# Slowly but Surely



## ch3ckpo1nt (Nov 30, 2009)

Damian has been on 85% NV RAW and 15% Orijen LB puppy food. I haven't started doing my own RAW because I just haven't felt comfortable doing it. 

I just got back from the grocery store with a bunch of chicken leg quarters. I peeled all the skin off and most of the fat I cut off. 

I'm just curious on how much to feed. If I were to feed by calories, he would get one chicken quarter and one NV RAW patty per meal (three meals a day). 

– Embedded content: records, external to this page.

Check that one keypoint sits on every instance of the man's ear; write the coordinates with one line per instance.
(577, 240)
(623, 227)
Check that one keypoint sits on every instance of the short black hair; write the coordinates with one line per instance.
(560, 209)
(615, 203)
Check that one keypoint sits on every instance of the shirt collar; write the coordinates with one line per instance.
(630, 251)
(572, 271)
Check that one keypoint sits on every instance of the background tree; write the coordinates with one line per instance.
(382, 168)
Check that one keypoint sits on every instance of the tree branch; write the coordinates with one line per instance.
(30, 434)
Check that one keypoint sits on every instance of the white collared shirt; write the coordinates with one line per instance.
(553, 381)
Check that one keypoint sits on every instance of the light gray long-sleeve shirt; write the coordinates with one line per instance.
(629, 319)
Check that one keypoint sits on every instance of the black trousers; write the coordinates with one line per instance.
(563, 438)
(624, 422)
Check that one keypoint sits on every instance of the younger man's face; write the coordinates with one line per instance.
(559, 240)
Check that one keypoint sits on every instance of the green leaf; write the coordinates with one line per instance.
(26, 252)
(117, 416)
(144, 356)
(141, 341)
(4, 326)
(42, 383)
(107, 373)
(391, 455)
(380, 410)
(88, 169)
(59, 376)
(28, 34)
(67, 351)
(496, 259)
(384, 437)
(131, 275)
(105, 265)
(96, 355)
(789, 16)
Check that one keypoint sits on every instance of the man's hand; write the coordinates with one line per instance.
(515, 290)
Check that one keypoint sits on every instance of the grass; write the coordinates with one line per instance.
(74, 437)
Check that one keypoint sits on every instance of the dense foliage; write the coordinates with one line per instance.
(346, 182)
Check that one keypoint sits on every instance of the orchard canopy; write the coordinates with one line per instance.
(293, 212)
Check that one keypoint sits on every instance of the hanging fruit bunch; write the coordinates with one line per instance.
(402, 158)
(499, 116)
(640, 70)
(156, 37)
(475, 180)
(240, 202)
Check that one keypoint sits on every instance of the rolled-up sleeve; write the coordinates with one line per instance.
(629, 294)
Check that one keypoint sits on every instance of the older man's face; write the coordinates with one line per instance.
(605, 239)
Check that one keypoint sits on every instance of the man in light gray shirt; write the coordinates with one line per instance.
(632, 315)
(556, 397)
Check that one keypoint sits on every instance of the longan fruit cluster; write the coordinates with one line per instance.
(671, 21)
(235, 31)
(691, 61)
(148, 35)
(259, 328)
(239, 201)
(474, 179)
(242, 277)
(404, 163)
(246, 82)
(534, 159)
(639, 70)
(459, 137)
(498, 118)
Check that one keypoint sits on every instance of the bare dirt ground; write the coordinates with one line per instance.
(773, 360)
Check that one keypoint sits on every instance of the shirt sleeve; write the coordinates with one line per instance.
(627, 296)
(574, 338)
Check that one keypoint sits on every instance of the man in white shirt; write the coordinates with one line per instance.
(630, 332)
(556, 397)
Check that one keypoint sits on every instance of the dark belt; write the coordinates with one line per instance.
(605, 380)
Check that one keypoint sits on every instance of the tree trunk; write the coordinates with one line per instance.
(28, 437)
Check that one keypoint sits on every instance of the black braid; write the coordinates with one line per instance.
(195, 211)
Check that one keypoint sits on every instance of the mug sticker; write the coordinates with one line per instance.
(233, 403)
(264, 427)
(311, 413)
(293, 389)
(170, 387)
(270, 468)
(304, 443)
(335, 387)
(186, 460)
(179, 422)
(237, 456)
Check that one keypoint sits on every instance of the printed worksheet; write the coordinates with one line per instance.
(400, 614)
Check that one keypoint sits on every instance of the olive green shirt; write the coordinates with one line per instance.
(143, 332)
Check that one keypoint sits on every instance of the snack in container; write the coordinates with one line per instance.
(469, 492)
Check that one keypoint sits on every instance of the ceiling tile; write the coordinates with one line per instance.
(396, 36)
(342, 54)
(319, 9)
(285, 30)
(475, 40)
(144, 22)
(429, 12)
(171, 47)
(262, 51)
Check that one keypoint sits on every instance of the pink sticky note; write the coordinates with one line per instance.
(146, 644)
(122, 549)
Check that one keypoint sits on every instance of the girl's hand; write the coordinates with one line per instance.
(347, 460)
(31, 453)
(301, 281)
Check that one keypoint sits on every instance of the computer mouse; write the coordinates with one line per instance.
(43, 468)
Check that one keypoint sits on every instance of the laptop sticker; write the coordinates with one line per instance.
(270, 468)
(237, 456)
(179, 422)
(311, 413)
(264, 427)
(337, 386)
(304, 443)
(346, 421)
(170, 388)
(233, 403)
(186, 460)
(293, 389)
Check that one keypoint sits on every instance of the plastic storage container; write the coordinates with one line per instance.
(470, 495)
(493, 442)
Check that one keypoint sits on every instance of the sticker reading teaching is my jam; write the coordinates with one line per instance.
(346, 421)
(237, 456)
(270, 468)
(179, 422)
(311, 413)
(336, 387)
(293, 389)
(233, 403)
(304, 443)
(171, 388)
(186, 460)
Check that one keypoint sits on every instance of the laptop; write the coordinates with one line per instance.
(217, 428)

By the looks of it, those quarters are huge and thats a alot of food. Is that normal?


----------



## Dainerra (Nov 14, 2003)

I'd leave on the skin and the fat. both are very important parts of the diet.
I've never fed RAW by calories, only by weight. One quarter was a big portion of Rayden's meal at 75lbs. I would think it would be all for a puppy


----------



## onyx'girl (May 18, 2007)

The dog needs the skin and fat! Don't remove it, it has many benefits and omegas.
I would read the threads here a bit deeper. 
A leg 1/4 may weigh a pound and that would be a meal portion for a grown dog, or a growing puppy(getting 2 meals a day)
Or it may weigh less and you'd need to feed a bit more muscle meat and a bit of organ meat. 
I have no idea the NV patty equivilants so can't comment on that.
For puppies on 3xs a day, it would be best to separate the leg 1/4, and add some breast meat and a bit of organ meat (to make up about 3/4's of a # for a meal) as it is best to stay with one protein source when transitioning.


----------



## Jason L (Mar 20, 2009)

Just as one point of reference: Ike is 5 months, 45-48lbs. He eats 1.5 lbs of food a day, split into two 12 oz meals. If he is tracking that day, he gets - in addition to his normal food - a hotdog and one piece of string cheese as baits but I'm not sure how much that adds to his intake.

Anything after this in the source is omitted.